The Muslims Are Coming comedy review: Solid quartet with varying perspectives
Politics, heritage, class, faith and Will Smith all play a part in this multi-act rollercoaster
One of the stronger bills for The Muslims Are Coming rolling tour, this evening offered a varied line-up of acts mainly dipping into their faith background for material. Compere Muhsin Yesilada discloses that he’s doing his PhD on Islamophobia and Islamist extremism. But as befits his hosting role, the self-styled ‘little Turkish boy’ eschews anything of depth for playful mugging with the crowd. A routine about his nephew being racially abused at school loses impact with its excessive contrivance. But he strikes a chord protesting the difficulty of telling Muslim parents about dates.

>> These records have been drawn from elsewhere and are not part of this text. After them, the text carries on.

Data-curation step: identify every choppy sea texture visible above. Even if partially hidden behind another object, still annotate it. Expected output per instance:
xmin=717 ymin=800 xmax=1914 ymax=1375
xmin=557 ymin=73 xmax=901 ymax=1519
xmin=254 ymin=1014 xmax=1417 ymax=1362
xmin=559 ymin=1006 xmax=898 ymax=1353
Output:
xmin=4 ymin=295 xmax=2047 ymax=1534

Faizan Shah is already building a considerable reputation. And it’s striking how quickly he expands his drolly downbeat outlook into an open admission of his depression and suicidal thoughts, successfully balancing light and dark in observations on marriage, class, sectarianism and the difficulty of impressing immigrant parents. Born in Lahore but predominantly raised in Burnley, a culture shock that he superbly channels with recourse to Will Smith, his suggestion that he’s politically ‘non-binary’ feels clunkily edgy.

Tez Ilyas’ inclinations towards political material has obviously benefited from the ascension of Asians to the highest offices in Britain. And he opines the success of Sunak, Patel and Braverman while waggishly mocking them. Far less showy than when he made his stand-up breakthrough, Ilyas has developed into a more measured and witty social commentator, adopting middle-aged, contrarian positions such as diversity having gone too far or re-examining racism he attracted in his youth from an ironic distance.
By contrast, Nabil Abdulrashid (main picture) is growing ever more swaggeringly assured, pitting the cultural distinctions of his Nigerian heritage against that of his Pakistani wife; cheerfully lambasting Australians for their friendliness and ’fessing up to his criminal misdemeanours with a rascally lack of care. He might employ broad strokes to characterise London gang conflict as camp, but his ebullient, charismatic incorrigibility is infectious. With wide-ranging and culturally informed material, you sense he’s capable of playing much bigger rooms internationally.
The Muslims Are Coming reviewed at Glee, Glasgow; main picture: Matt Stronge.